The funds won't shift to BlackRock until June next year and AMP Capital is expected to use the transition period to work through and minimise the impacts on its business.
Dual NZX/ASX- listed AMP, the parent of both AMP Capital and AMP Wealth Management, is already in the midst of a restructure process with a sale or possible break-up of the business on the cards.
Who wants to buy a life insurer?
A third New Zealand bank looks set to sell its life insurance arm.
National Australia Bank is said to be in talks to sell BNZ life, according to the Australian Financial Review's Street Talk column.
Potential buyers could include AIA, which is the largest life insurer in New Zealand, Resolution Life, which recently bought AMP's life insurance business, and Partners Life.
A BNZ spokesman said it didn't comment on speculation.
The sale is unlikely to run into any competition issues with the Commerce Commission given the small size of the BNZ business.
The life insurance industry has been stagnant in New Zealand for some time and is facing challenges from increased regulation as well as pressure from regulator the Reserve Bank to increase its capital levels.
If the sale goes ahead, BNZ will be following in the footsteps of its rival banks. ANZ sold OnePath Life to Cigna Corporation for $700 million in 2018.
And ASB's parent company, the Commonwealth Bank of Australia, agreed to sell its life insurance businesses in New Zealand (Sovereign) and Australia to AIA for A$3.8b.
As part of that transaction, ASB said it would enter into a 20-year distribution agreement with Sovereign and AIA for the provision of Sovereign and AIA life insurance products to its New Zealand customers.
Heartland worries
Forsyth Barr analysts Jamie Foulkes and Ashton Olds have initiated coverage of Heartland Group, which owns New Zealand's only locally listed bank, Heartland Bank, with an underperform rating.

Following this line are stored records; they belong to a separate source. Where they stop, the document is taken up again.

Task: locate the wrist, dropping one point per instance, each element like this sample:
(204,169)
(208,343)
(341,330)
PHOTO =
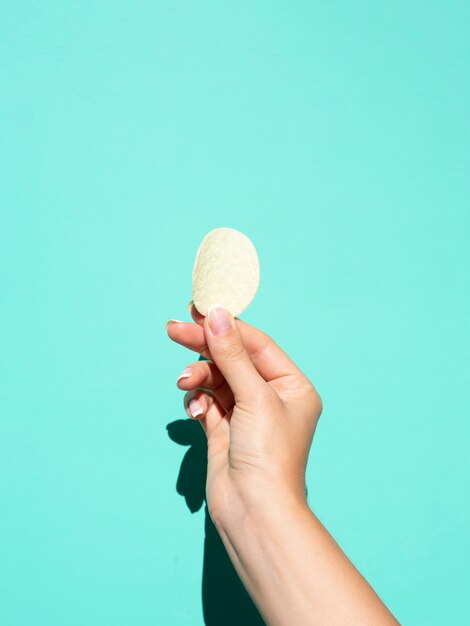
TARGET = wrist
(258,504)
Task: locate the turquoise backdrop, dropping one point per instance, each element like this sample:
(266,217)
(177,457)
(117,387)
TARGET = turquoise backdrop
(334,134)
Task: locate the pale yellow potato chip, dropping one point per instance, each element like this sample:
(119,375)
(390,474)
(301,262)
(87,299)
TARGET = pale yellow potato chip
(226,271)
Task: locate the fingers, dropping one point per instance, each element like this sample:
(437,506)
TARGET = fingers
(228,352)
(202,406)
(207,375)
(268,357)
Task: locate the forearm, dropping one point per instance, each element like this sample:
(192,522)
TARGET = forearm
(294,570)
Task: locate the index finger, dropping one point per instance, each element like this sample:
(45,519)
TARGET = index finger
(268,357)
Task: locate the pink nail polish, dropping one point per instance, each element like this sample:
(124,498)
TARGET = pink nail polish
(219,319)
(195,408)
(172,322)
(186,373)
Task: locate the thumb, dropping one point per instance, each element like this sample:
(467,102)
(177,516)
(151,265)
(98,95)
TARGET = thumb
(228,352)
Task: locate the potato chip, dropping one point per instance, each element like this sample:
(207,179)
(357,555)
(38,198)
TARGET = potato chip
(226,271)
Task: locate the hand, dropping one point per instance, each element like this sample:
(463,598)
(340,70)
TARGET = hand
(259,412)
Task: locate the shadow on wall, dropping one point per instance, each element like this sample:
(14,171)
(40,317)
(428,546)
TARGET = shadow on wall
(224,598)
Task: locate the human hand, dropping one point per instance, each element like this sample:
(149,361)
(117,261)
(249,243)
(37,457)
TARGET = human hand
(258,409)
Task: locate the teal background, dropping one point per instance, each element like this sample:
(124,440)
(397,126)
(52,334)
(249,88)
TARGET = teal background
(336,136)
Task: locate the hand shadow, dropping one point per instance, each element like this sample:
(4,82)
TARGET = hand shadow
(225,601)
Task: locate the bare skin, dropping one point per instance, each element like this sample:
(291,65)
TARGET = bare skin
(259,412)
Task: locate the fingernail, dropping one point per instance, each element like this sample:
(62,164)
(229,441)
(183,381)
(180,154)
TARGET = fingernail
(195,408)
(186,373)
(219,319)
(171,322)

The pair say the company faces margin pressure, slowing loan growth, increasing costs to income and elevated impairment expenses.

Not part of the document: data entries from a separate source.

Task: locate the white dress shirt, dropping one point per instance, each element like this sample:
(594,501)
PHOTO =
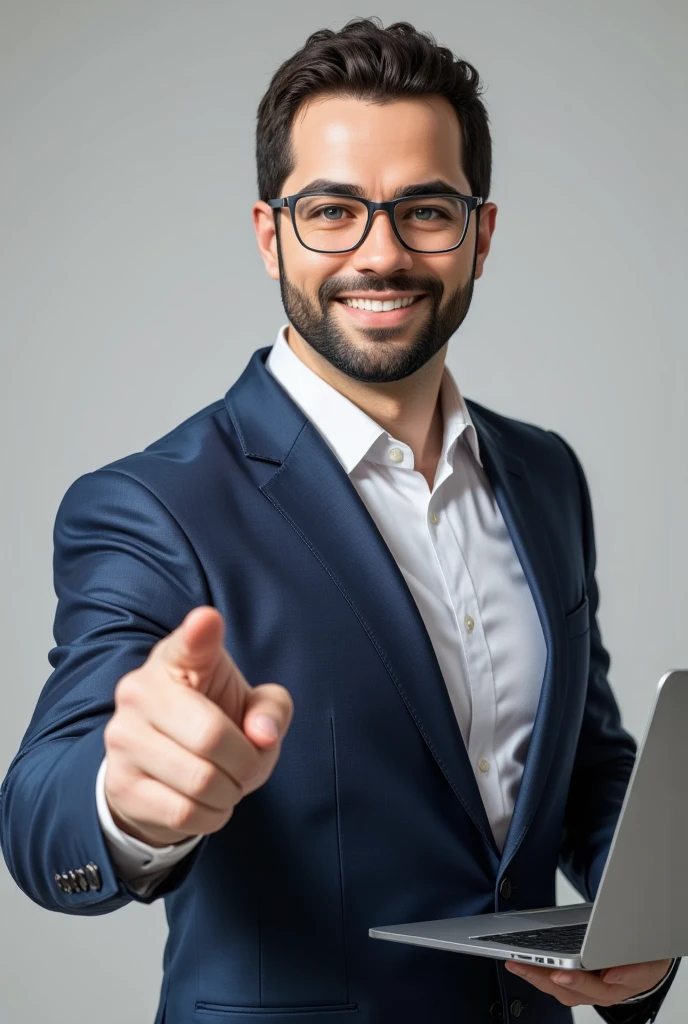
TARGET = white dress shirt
(456,554)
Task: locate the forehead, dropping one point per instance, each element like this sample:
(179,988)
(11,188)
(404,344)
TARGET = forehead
(377,145)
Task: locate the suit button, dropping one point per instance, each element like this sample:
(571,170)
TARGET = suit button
(93,873)
(82,880)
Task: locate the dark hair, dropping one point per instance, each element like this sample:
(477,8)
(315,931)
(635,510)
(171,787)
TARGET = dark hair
(367,61)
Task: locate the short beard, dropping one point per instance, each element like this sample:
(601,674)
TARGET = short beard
(382,361)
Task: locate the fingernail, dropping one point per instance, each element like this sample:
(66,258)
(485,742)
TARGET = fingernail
(266,726)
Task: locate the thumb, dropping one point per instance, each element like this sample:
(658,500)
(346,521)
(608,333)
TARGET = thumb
(196,644)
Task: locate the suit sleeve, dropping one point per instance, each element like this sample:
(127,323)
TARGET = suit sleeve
(125,576)
(602,769)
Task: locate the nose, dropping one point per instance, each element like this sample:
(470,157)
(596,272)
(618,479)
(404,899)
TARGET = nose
(382,253)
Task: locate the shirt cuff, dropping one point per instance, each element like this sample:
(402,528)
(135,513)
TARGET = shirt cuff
(650,991)
(133,859)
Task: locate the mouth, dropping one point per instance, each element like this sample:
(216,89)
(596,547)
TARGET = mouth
(379,312)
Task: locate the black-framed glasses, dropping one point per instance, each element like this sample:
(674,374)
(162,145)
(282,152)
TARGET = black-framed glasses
(422,223)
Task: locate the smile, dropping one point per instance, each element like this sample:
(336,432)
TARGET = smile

"We also believe there are a number of regulatory, competitive and economic headwinds ahead."
Last month Heartland secured a A$142m ($154m) million funding line allowing it to continuing expanding its reverse mortgage business in Australia.
But the analysts say the Australian reverse mortgage market has been subject to increasing competitive pressure, pointing to the entry of Legal & General.
They are also worried about the group's return on equity.
"HGH [Heartland Group Holdings] has invested heavily in a digital strategy in recent years, raising its cost to income ratio and lowering [return on equity]. While this should theoretically lower HGH's cost base, we believe earnings accretion to be highly uncertain."
There are also concerns that Heartland's part-ownership of lender Harmoney could see it experience a significant increase in non-performing loans if there is another downturn in the economy.
"This is partly due to HGH's relationship with Harmoney, where HGH absorb any credit losses incurred through Harmoney yet holds no direct control over the business.
"Given the risk profile of Harmoney (loans charged up to 40% interest) we see this as an oversight by HGH."
The analysts have a 12-month target price of $1.35 on the stock which opened at $1.37 yesterday (Thursday).